Una scena che parrebbe uscire da "A sangue freddo", il romanzo-reportage di Capote sul quadruplice omicidio della famiglia Clutter nella provincia del Kansas, ma che diventa immediatamente altro quando l'obiettivo si ferma sullo sguardo terrorizzato di Nicky, mentre assiste impotente all'omicidio della madre. Quello sguardo di bambino, e tutti gli altri momenti di questo tipo che punteggiano il film da lì in poi (sguardi di Nicky dal ballatoio, da sotto il letto, da dentro l'armadio), ci dicono subito che anche, sotto la patina di una dark comedy in cui il primo termine pesa più del secondo, l'ultimo lavoro di Clooney è ancora una volta un moral play.
Istericamente ossessionata dalla paura di un nemico esterno (possibilmente con la pelle di un altro colore) l'America non si avvede che la violenza più bieca, la minaccia più agghiacciante, è dentro le proprie case, nutrita dall'avidità e dall'invidia.
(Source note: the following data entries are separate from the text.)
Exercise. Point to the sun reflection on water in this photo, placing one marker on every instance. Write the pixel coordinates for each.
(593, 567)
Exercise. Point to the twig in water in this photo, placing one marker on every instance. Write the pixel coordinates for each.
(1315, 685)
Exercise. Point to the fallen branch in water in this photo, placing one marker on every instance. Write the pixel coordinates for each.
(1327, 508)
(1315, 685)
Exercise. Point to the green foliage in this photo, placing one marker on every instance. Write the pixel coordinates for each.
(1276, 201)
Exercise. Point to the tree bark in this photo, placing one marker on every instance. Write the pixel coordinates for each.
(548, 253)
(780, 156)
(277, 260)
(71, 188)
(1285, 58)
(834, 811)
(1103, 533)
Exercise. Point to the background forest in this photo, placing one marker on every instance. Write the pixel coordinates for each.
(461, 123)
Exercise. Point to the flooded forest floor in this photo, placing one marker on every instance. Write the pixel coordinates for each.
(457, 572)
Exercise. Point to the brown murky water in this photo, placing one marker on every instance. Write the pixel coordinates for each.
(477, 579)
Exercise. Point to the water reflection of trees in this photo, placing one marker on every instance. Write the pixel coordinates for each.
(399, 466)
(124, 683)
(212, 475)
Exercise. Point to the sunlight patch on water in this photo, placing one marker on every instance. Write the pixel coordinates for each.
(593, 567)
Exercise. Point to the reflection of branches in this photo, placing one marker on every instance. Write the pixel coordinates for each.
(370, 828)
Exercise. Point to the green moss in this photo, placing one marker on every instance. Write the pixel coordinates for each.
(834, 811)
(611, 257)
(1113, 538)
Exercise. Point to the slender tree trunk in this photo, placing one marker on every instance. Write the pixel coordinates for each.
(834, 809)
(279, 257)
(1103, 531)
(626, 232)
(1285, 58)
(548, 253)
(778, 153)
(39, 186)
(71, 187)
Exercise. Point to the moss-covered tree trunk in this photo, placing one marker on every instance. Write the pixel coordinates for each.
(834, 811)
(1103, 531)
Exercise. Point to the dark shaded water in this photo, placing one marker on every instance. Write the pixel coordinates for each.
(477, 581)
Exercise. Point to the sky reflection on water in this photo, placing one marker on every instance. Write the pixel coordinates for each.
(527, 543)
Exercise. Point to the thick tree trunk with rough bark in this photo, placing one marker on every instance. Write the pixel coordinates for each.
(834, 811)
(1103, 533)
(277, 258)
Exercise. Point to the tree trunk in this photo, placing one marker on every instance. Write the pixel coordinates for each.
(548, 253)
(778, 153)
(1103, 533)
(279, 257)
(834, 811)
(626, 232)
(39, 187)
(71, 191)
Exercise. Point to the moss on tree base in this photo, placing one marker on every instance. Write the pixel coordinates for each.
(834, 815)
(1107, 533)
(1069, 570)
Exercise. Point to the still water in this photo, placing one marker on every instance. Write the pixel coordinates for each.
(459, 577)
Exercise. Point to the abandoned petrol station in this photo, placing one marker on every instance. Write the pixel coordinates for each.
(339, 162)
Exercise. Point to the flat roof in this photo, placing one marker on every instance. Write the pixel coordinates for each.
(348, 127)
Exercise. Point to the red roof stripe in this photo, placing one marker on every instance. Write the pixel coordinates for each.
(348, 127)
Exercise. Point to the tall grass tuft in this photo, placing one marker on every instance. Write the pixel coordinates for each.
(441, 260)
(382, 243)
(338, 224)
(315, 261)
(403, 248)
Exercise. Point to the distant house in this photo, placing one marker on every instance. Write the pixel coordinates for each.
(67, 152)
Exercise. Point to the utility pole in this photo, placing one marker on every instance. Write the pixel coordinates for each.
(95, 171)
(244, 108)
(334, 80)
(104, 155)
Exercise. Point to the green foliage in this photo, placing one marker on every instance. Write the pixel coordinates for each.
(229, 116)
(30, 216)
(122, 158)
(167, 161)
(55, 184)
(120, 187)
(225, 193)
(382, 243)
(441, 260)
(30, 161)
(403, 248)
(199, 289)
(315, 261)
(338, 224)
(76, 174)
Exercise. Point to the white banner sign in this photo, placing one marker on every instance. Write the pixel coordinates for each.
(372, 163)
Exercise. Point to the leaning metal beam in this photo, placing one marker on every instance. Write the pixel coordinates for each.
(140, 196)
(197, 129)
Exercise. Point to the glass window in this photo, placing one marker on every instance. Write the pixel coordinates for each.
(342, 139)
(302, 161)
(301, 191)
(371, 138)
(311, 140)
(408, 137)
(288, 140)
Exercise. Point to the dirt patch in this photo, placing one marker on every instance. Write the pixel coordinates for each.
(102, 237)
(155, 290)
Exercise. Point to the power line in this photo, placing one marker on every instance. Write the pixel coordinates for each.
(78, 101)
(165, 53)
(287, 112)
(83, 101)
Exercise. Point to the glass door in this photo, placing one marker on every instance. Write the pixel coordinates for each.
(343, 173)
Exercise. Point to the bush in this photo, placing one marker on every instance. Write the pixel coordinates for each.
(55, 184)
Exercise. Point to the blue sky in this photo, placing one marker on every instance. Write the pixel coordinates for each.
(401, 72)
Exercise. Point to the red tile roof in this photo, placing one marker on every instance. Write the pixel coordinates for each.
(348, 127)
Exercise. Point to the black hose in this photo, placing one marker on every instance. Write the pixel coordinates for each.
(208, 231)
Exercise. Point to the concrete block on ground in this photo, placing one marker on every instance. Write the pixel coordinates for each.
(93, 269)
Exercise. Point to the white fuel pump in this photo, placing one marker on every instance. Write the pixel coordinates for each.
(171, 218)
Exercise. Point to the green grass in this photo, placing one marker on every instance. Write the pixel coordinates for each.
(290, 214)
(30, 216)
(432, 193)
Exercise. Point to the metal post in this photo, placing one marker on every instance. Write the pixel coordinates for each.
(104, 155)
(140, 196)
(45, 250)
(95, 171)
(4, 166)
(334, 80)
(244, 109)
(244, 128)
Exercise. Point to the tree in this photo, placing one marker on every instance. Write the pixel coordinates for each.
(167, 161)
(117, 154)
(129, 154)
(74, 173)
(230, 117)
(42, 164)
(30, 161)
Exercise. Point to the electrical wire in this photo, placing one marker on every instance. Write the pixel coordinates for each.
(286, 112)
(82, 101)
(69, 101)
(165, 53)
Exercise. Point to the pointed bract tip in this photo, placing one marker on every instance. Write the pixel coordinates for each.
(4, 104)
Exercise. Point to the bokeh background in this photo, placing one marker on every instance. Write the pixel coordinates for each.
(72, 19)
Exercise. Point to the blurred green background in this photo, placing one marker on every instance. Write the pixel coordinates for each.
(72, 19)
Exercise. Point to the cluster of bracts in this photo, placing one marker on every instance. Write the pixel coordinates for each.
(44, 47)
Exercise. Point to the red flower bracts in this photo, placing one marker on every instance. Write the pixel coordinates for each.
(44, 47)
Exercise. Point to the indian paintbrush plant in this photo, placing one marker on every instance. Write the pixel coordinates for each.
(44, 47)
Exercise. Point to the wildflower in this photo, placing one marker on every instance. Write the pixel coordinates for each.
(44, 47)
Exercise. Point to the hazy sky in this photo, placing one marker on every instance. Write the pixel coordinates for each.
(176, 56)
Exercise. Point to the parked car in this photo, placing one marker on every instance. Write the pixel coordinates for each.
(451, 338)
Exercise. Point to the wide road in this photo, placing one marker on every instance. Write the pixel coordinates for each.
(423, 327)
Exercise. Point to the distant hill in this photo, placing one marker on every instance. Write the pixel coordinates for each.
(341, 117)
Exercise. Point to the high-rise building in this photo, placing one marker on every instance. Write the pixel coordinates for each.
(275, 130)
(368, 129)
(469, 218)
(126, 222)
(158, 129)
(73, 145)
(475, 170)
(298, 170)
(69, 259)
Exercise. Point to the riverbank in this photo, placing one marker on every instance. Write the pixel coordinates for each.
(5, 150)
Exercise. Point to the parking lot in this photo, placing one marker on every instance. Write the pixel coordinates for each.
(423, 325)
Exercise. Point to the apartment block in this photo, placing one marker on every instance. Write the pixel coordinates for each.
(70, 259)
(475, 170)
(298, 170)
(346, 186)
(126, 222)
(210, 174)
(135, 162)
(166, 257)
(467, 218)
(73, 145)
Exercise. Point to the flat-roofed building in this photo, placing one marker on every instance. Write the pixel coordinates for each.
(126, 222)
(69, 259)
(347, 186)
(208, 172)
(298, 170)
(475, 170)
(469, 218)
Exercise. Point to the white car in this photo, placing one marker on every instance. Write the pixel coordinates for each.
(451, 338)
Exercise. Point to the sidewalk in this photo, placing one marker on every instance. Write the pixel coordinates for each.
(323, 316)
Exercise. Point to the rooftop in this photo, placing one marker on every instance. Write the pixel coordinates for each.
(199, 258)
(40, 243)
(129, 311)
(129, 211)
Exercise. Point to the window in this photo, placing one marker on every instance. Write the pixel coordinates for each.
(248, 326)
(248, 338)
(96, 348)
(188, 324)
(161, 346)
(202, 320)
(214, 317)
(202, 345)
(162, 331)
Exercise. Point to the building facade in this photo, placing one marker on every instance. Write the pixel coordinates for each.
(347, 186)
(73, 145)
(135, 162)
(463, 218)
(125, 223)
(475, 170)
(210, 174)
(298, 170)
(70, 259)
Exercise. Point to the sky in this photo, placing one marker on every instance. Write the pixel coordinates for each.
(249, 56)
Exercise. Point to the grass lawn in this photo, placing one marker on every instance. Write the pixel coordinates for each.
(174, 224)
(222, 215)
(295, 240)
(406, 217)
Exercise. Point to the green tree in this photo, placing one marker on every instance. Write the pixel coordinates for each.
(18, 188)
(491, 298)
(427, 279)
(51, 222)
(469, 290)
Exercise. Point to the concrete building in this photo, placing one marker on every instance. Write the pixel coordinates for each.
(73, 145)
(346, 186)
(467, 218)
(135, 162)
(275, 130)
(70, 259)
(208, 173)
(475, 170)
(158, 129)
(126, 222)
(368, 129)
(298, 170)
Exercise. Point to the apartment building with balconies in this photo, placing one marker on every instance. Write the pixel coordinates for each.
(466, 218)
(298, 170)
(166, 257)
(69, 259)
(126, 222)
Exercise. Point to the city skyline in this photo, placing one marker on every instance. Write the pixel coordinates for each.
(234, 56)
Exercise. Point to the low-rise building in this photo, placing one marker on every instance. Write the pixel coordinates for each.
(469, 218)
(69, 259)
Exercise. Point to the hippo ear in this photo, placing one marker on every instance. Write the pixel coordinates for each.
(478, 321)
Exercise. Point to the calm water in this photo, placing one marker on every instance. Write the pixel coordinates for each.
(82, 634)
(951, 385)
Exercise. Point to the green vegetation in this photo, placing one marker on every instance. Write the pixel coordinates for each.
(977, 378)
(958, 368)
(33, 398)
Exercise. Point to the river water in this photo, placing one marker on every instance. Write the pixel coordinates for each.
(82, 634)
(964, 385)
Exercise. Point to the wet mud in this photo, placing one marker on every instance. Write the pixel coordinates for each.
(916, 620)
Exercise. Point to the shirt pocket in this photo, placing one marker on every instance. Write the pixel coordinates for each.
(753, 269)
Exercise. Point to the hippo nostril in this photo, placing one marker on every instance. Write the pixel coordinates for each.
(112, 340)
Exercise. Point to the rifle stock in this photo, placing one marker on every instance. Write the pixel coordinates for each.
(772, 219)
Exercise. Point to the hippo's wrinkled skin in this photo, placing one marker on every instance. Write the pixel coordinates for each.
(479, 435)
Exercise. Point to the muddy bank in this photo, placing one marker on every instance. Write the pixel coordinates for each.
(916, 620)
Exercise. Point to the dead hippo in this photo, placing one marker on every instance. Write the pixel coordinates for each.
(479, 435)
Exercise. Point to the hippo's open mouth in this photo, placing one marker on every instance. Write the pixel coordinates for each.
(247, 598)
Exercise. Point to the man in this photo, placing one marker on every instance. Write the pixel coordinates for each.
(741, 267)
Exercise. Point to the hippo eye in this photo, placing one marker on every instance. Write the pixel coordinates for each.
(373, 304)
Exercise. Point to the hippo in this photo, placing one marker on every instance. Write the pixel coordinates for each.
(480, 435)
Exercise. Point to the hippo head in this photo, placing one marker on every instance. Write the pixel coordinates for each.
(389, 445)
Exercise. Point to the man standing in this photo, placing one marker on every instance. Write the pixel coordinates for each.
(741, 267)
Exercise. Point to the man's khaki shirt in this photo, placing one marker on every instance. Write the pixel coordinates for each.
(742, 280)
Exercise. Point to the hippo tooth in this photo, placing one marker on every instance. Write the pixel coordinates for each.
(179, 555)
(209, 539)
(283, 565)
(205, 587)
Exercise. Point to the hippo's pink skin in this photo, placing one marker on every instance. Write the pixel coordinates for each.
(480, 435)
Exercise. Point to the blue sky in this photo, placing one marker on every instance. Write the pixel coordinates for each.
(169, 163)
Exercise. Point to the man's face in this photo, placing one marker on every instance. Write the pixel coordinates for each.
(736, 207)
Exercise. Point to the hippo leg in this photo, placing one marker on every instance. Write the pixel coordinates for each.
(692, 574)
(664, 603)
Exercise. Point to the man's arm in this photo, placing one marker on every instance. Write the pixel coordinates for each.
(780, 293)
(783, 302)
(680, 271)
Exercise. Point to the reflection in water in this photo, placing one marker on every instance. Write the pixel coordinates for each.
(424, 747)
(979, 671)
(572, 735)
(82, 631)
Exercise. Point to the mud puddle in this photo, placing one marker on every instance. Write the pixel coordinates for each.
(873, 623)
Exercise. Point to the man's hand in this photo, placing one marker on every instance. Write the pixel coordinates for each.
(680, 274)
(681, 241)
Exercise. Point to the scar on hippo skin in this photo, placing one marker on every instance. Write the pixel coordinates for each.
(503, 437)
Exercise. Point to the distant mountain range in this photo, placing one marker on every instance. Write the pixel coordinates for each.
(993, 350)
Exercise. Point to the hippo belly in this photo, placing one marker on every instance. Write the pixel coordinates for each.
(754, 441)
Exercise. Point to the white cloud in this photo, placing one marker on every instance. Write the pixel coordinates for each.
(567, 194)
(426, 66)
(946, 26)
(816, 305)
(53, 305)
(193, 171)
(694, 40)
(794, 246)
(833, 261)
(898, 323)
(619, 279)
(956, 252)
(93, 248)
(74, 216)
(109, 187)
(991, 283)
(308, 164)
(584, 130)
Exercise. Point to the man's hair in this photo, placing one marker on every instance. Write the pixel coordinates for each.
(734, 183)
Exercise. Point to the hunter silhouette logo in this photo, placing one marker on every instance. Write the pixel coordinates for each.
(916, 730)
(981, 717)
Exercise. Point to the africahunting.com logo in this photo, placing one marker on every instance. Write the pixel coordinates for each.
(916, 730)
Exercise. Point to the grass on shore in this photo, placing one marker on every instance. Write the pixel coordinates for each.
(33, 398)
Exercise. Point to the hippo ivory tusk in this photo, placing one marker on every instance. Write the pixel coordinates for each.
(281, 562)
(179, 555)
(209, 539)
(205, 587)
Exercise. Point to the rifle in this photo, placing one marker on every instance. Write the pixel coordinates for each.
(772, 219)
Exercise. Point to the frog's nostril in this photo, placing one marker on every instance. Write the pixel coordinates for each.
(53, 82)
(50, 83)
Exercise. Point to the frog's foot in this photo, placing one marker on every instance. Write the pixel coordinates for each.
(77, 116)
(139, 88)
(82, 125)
Ma è una cecità tutt'altro che involontaria (vengono eretti dei pali per negare la visione dei Meyers che celano opportunamente anche la vista sull'altro lato del muro di legno), mentre coraggiosamente volontaria dev'essere invece quella dei due ragazzini ("Fai finta che non esistano"), per salvarsi la vita.
Clooney impasta tutto questo con un umorismo e una sfrenatezza che sono quelli ormai classici del "made in Coen": ma il classico non stanca, è tale perché regge.
L'everyman di Matt Damon, la gemella che visse due volte di Julianne Moore, la coppia grottescamente inetta di criminali, il casco della parrucchiera, il lavandino con la soda caustica, il piccolo guantone da baseball sono figure e oggetti di un mondo ben congegnato allo scopo: quello dell'intrattenimento inteso come veicolo di un affondo politico, la cui esposizione potrà apparire facile ma il cui tempismo è drammaticamente innegabile.